Tuesday, Oct 22, 2019

Utopian Ecologies

The ninth National Exhibition, “NE9: The Fruit and the Seed”, opened on December 13, 2018, and the reception was quite honestly overwhelming in the abundance of bodies, spirits and minds present. As we approach this penultimate exhibition on the way to the 10th National Exhibition, this particular biennial’s harvest has been ripe with unabashed representations of self, social critique and calls for action – all of which bear hopeful tidings for its next, landmark iteration of this key survey in checking the pulse of art in The Bahamas.

Part garden, part spaceship, part act of love and care, Alex Timchula’s contribution to the NE9 is a living, growing representation of a utopian dream. In a hand-made structure, built by Timchula and her skillful team of craftsmen over the past two months before the start of the exhibition, piece by piece visitors were able to witness the growth of this artwork from the ground up, but also the growth of the plants secured within it. This is no ordinary planter, however, as Timchula has carefully selected native and non-native species to live together harmoniously, calling the sculpture their home. It’s a loving kind of ecology, and the message is a clear one of unity and tolerance and making space – and a welcomed one for the holidays.

Looking to work in the NE9 like Timchula’s, or the works of Saskia D’Aguilar and Jenna Chaplin, one thing becomes very clear – non-native does not always equate to invasive, and in the right settings these plants become less of an ill-perceived environmental terror and instead prove more useful and often beautiful than we might initially allow ourselves to think. Many of the plants we hold dear as iconic symbology of the Caribbean are very much not of this region: poincianas from Madagascar (where they are, surprisingly, endangered in the wild), coconuts from South Asia, pineapples from South America. All are staples in the imagery that comes to mind in the Caribbean imaginary, but all are not endemic to this space. Yet, many of us can’t imagine the Caribbean without them – and god forbid, without the fruit too!

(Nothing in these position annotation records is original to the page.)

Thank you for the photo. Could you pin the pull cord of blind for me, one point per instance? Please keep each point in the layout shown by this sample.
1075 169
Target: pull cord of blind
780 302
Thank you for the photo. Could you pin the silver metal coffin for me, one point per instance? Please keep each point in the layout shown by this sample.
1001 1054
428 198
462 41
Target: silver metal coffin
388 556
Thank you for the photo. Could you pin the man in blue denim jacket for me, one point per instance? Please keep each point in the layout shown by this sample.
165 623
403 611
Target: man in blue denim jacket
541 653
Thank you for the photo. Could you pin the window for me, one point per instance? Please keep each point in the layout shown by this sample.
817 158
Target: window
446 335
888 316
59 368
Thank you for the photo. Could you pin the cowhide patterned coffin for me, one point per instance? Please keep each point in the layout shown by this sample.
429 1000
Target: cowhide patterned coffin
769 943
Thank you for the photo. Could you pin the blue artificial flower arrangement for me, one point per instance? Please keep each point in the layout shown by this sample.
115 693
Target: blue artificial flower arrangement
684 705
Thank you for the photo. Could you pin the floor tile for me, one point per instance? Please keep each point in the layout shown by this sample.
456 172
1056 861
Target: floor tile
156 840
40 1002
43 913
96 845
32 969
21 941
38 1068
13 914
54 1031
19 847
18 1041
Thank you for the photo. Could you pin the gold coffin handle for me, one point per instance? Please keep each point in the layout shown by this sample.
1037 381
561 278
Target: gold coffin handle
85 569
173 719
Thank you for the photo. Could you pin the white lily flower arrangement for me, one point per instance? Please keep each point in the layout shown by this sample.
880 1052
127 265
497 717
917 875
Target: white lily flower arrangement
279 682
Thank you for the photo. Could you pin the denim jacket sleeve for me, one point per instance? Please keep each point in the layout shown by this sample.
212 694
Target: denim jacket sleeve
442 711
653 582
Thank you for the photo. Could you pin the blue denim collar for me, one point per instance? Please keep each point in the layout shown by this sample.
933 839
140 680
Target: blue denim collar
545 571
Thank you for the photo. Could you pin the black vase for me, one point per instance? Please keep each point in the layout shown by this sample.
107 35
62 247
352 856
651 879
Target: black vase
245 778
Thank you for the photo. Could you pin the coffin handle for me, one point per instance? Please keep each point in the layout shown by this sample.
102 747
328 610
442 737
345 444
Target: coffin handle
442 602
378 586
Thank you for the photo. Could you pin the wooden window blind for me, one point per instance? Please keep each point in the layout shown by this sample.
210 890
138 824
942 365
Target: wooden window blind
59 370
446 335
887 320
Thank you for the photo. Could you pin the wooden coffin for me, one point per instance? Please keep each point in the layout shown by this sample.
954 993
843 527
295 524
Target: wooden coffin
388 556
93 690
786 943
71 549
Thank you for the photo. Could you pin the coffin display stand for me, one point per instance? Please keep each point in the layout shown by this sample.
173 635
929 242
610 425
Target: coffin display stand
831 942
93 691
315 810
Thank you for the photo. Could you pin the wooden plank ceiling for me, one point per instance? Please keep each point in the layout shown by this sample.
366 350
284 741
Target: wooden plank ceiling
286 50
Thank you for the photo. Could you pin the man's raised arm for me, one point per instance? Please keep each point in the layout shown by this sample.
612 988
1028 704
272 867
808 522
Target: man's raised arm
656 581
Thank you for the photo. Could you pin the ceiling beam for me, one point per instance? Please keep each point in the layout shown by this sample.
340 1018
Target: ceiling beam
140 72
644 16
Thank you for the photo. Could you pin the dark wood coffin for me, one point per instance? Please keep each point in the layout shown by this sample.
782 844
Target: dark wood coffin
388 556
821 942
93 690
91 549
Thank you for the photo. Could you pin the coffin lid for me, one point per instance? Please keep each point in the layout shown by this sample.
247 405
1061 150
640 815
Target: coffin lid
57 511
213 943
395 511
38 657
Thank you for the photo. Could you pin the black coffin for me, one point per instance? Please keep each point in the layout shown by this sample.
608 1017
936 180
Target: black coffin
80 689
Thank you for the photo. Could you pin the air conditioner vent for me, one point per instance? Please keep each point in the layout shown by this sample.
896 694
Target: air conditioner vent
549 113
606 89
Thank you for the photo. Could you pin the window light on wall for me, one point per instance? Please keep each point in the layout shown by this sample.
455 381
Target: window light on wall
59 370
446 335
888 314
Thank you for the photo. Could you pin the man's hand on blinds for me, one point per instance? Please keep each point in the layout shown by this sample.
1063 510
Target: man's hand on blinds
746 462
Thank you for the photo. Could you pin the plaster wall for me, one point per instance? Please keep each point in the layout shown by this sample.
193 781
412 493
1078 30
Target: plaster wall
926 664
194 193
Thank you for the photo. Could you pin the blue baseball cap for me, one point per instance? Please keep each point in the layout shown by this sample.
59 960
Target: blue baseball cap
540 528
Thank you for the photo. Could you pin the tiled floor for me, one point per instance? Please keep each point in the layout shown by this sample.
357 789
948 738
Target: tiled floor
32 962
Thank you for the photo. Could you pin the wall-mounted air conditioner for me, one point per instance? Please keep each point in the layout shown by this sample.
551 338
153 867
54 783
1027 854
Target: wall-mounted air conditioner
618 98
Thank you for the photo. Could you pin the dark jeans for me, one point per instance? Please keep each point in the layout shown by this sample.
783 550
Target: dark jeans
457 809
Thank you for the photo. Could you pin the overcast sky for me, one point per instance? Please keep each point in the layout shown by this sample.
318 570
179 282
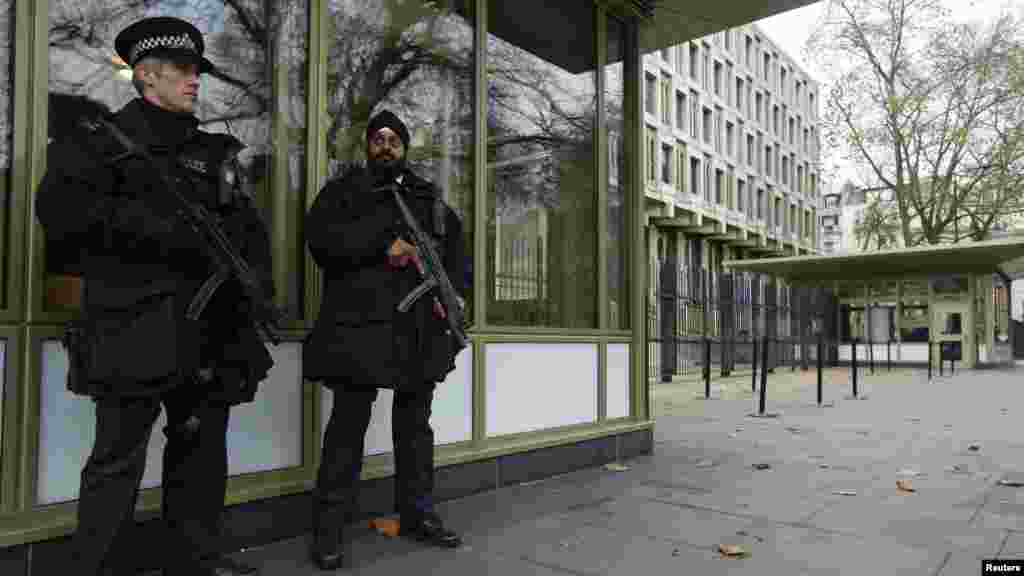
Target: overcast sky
791 30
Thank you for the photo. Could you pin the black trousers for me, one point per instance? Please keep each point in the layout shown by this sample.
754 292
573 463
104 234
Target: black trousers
341 457
195 479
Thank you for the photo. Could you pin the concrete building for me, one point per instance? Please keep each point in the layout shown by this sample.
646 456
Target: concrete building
730 169
516 119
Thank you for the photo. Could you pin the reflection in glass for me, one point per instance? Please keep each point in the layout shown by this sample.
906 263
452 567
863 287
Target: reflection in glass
416 59
542 248
6 58
257 94
617 241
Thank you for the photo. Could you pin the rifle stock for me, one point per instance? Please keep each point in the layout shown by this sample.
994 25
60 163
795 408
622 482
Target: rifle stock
434 278
227 261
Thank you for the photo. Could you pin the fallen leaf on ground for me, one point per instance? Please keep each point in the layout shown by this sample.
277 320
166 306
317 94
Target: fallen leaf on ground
904 485
385 526
745 533
731 550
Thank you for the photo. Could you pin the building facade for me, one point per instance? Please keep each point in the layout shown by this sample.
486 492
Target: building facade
730 167
532 134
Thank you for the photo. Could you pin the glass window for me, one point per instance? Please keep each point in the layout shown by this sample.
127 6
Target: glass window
680 111
257 95
417 60
6 73
667 163
650 94
541 181
617 242
950 285
1000 310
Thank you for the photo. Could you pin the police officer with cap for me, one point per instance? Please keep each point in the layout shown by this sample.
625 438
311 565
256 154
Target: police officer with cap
361 342
141 265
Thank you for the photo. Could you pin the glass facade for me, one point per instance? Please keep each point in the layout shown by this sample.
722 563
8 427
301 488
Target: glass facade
517 141
257 94
542 190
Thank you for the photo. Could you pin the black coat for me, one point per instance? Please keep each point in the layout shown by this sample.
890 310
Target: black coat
359 338
110 218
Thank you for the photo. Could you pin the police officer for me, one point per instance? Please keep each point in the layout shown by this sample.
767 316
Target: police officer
360 342
141 265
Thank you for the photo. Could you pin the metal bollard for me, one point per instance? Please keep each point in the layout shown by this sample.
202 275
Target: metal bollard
929 361
707 368
854 366
764 377
870 355
819 361
940 358
754 363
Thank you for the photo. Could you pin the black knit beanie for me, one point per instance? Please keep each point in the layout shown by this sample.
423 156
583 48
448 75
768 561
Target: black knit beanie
387 119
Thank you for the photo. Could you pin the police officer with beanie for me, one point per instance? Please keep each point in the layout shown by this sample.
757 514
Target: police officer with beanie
361 342
141 264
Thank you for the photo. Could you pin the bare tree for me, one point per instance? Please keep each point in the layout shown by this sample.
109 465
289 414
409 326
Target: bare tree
932 110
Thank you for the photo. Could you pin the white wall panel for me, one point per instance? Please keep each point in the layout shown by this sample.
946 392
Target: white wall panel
67 428
452 410
617 378
262 436
913 352
532 386
266 434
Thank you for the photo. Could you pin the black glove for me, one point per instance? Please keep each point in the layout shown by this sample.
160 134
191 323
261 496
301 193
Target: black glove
173 233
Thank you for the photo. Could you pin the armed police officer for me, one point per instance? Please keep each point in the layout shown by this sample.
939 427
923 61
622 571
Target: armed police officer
358 237
142 262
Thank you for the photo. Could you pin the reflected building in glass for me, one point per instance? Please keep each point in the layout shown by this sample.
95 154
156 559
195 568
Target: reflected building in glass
532 118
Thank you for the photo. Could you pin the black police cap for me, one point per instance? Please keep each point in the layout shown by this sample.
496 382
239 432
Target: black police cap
164 35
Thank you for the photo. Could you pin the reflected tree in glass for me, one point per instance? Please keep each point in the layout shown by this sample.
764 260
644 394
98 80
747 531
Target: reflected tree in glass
542 245
416 59
257 94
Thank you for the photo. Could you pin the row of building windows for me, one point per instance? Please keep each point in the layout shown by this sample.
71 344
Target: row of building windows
692 174
695 119
696 60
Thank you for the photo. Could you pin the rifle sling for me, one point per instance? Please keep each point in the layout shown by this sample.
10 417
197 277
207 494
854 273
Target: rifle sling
205 293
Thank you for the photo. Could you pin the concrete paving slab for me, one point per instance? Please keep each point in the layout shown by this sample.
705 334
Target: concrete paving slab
819 551
679 523
1013 546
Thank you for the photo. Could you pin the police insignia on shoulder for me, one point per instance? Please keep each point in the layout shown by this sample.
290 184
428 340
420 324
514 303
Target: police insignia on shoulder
195 165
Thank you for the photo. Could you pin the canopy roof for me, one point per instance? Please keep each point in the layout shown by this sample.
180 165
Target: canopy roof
1006 255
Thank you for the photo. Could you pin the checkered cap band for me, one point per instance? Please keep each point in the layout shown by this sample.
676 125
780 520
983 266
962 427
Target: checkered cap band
180 41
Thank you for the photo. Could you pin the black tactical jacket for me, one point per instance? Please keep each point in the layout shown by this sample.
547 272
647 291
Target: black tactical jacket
109 217
359 338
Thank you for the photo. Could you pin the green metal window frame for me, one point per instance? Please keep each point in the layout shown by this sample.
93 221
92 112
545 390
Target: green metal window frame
25 325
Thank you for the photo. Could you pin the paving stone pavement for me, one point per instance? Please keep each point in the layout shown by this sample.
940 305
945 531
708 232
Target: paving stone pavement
811 491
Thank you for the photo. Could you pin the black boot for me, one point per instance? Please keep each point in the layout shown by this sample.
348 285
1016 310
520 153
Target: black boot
429 529
327 549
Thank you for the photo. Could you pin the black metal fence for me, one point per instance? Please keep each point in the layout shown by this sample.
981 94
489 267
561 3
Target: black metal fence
732 314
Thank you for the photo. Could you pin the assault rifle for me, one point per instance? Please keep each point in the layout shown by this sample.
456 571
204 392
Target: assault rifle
434 278
227 261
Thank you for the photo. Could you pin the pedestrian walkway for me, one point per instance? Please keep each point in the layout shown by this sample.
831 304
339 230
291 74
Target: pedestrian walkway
907 482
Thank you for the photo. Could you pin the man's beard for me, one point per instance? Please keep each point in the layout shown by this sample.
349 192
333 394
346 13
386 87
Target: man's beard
386 169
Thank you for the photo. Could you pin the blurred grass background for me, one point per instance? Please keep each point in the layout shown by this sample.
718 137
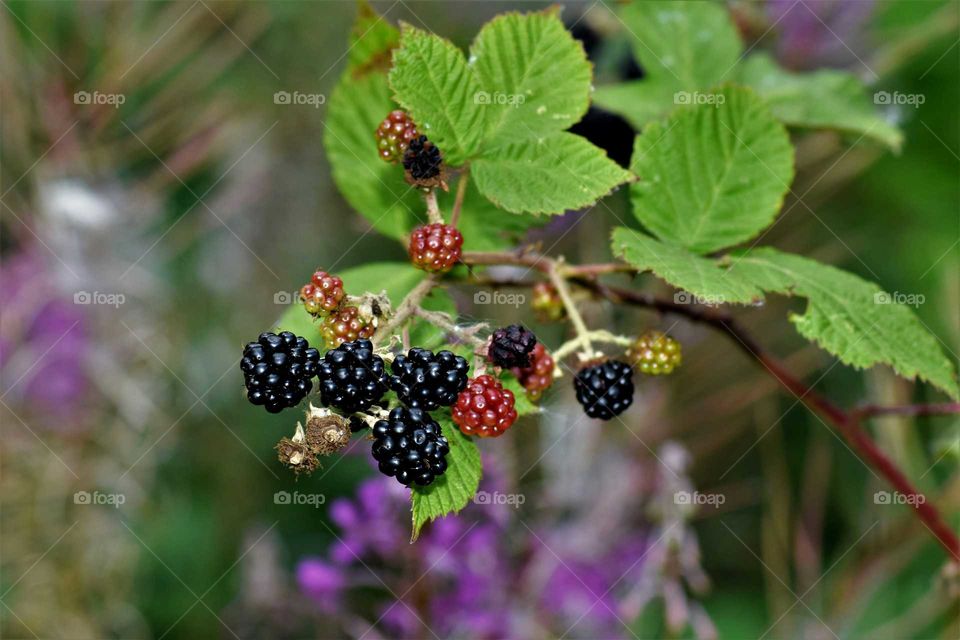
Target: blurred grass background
207 199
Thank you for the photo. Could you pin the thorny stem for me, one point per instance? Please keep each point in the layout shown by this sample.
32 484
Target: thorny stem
408 307
461 193
848 423
433 210
583 334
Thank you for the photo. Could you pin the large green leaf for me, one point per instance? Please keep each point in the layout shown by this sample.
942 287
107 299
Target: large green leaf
823 99
374 188
371 40
712 175
549 175
693 45
453 490
851 318
702 278
535 77
431 80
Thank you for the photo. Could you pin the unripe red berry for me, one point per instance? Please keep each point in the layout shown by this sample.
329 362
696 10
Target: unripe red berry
435 247
323 294
484 408
346 325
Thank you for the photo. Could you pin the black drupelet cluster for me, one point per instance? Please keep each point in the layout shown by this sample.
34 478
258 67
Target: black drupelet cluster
605 390
277 370
424 380
422 159
511 347
409 446
352 377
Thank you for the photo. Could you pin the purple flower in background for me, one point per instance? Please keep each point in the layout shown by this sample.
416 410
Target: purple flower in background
42 341
825 33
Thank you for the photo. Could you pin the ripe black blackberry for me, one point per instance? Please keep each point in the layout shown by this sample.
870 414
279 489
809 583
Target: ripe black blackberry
352 377
422 159
511 347
410 446
277 370
604 390
425 380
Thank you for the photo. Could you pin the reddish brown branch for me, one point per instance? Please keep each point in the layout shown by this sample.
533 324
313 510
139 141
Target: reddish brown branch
848 423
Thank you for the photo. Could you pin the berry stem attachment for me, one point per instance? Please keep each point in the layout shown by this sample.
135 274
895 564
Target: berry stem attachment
433 210
406 309
461 194
600 335
579 326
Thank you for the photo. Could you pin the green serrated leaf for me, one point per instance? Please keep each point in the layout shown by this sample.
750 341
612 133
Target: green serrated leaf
639 101
826 99
851 318
431 80
699 276
522 404
534 75
374 188
453 490
549 175
371 40
712 175
692 45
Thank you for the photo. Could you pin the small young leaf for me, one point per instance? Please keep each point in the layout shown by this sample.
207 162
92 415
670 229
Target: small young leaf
823 99
371 40
453 490
549 175
851 318
431 80
696 275
535 77
373 187
712 175
693 45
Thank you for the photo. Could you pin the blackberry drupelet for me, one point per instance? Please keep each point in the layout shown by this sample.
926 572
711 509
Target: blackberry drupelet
277 370
604 390
352 377
409 446
422 159
425 380
511 347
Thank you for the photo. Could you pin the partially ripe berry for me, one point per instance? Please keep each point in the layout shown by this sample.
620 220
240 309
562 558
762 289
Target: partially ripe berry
605 389
346 325
655 354
394 135
435 247
323 294
546 303
538 377
484 408
511 346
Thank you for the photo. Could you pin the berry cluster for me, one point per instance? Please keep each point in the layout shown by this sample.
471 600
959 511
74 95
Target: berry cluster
538 377
394 135
511 347
655 354
435 247
484 408
323 294
277 370
409 446
605 389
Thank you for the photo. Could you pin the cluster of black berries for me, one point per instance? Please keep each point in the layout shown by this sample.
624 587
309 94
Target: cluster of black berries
277 370
409 444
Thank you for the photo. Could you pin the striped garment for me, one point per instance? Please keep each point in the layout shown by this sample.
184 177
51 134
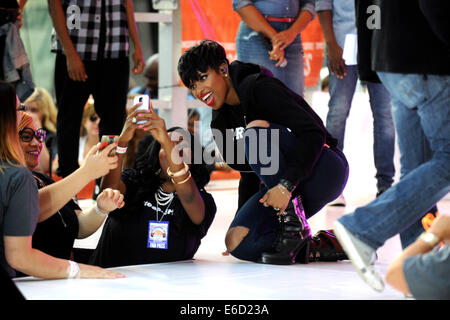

Timchula’s “Sculpture For Plants” is a reminder too that many of the people we consider a part of this place come from elsewhere, that we all, for the most part, come from elsewhere. Not unlike her living, growing sculpture with roots and leaves climbing across its surface, so too can we imagine that one day we as peoples from other places can live and grow together in a space made for us. Much of the outside world views the Caribbean as such a place, where racial and national mixings have created a unified people – and in some ways they are right, but as this space was not built for us in the way that Timchula’s sculpture has been built for the plants; we cannot thrive on a space that was intended for others as tourist economies so often dictate. With a history of tourism and colonialism that is centuries old, building a new space can often feel quite daunting, feeling that we have to dig and sift through the sediment of rough and rocky history to find good earth again.

Though Timchula’s sculpture is idealistic, it is a healthier idealism that we should perhaps work towards, and one that can and should temper our cynicism about the Caribbean and The Bahamas’ place within it. As the native thatch palm sits atop this harmonious community of plants, so too can we perhaps remember to sit our love of this landscape and the truth of its beginnings at the top of our own construction of this space.

“NE9: The Fruit and the Seed” is on view through March 31, 2019, giving plenty opportunity to watch the growth and changes in Alex Timchula’s living sculpture in the NAGB Sculpture Park.